Et voilà. Il se sentait presque coupable, presque honteux de lui !
Il n'arrivait même pas à faire le fou.
-Mais c'était tous des criminels !
-Vous tuez même vos semblables ?
Pourquoi donc avait-il ressenti ce besoin de se justifier ? Le front soucieux de Geremy, cette peur nouvelle qu'il avait de le perdre… Mais il n'arrivait qu'à s'enfoncer.
-… Bisous ?
-Bien sur.
Jim déconnecta pendant que l'inspecteur posait un léger baiser sur le bout de son nez.
-Hello ?
-… Bien sur ?
-Eh ben ?
-Je viens de tuer 15 de mes semblables et j'ai faillis vous rajouter au tas, et « Bien sûr » ?
-Voui. Parce que vous n'avez pas fait exprès, pour moi, pour les autres, ça les regarde, et puis vous êtes revenu de Russie juste pour moi, et vous m'avez dit des choses gentilles, alors bon.
-Vous vous souvenez de la Russie ?
-Je me souviens de tout. Et je commence à avoir mal à la tête… Vous me laisseriez aller chercher de l'aspirine ?
-Non !
-Qu'est-ce qu'il y a ?
-Ne m'oubliez plus jamais !
-C'est vous qui avez commencé…
Le malfrat n'avait jamais daigné se souvenir que c'était lui qui l'avait arrêté dans la tour de Londres.
-Et puis même si mes souvenirs me faisaient défaut, mon cœur se rappellerait de vous.
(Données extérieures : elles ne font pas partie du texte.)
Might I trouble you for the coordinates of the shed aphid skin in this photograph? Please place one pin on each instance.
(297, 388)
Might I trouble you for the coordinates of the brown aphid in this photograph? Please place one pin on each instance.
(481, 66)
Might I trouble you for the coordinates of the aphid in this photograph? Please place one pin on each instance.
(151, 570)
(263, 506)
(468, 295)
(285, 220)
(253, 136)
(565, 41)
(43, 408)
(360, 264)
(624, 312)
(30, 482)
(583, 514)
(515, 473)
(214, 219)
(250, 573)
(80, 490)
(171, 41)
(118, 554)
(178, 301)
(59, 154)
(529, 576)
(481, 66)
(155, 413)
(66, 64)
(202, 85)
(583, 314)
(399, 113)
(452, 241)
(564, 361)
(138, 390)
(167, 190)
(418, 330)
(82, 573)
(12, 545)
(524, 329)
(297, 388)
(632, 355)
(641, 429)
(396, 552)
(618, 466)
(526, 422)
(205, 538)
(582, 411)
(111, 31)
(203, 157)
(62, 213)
Touché, le criminel se blottit encore plus contre le policier, s'accrochant à sa chemise.
-Jim ? Ça va ?
L'autre ne répondit pas tout de suite, son rythme cardiaque venait de faire une pointe de vitesse, comme à chaque fois que Lestrade l'appelait par son prénom.
-Redite le, demanda t-il enfin.
-Pardon ?
-Mon prénom. Redite le.
-Pourquoi ?
-Il vous faut une raison ?
-Vous ne dites jamais le mien, remarqua l'autre en haussant les épaules.
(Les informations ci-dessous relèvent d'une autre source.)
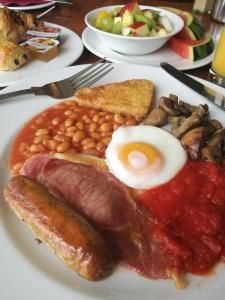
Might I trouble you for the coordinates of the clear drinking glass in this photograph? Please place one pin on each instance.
(217, 70)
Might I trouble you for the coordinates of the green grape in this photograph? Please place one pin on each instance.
(107, 23)
(116, 11)
(117, 28)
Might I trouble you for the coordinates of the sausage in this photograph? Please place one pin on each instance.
(70, 236)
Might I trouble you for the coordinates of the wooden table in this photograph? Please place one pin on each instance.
(72, 16)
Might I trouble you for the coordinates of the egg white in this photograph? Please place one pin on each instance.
(173, 154)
Le brun fit couler ses doigts dans les cheveux gris et réitéra sa demande, d'une voix menue :
-… S'il vous plait…
Il senti l'inspecteur se raidir… Gagné !
-Quel manipulateur vous faites… Vous ne reculez devant rien ?
-En effet. Vous ne me le direz pas ?
-Si ça peut vous faire plaisir …
-Ça me fait plaisir ! Aller !
Mais l'inspecteur avait du mal à se rendre comme ça.
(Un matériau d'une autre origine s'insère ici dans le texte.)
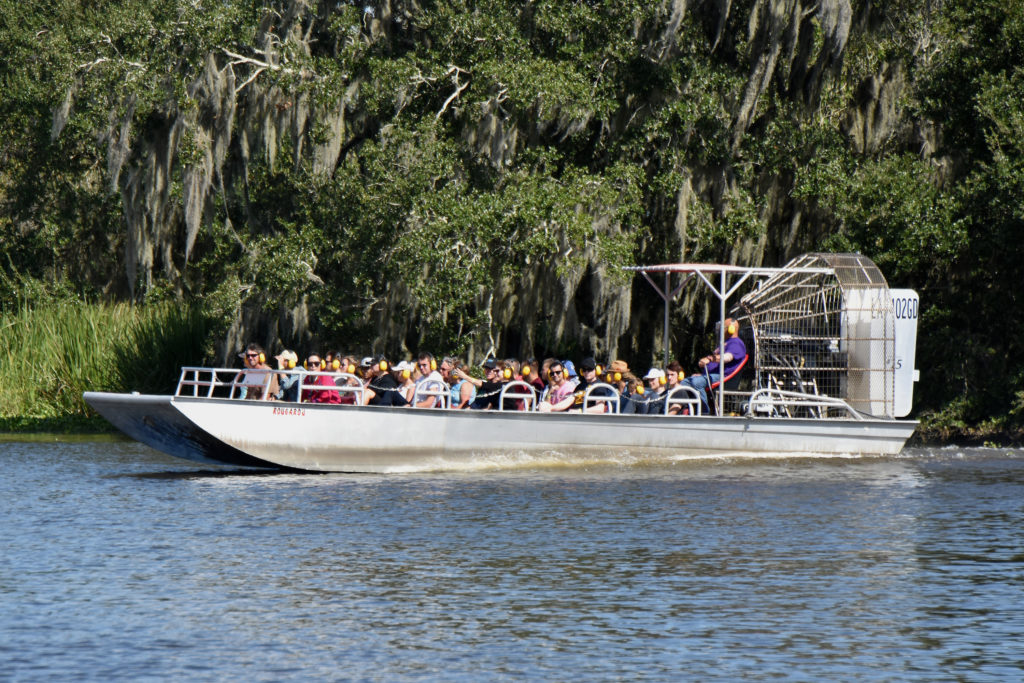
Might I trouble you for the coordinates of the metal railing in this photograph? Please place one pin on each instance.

-Dites le mien, alors. Une fois. Après je dirais le votre autant que vous le voudrez.
-Ge… Geremy. Voilà, à votre tour !
-James.
Le bandit s'était reculé soudainement,il le regarda droit dans les yeux, ses doigts sur les lèvres du policier, une lueur fanatique dans le regard.
-Encore !
-James ?
Moriarty l'empêcha de prononcer une seule autre syllabe. Collé tout contre lui, l'embrassant passionnément. Il pouvait même sentir son cœur battre à travers les tissus de sa chemise et du costume du consultant.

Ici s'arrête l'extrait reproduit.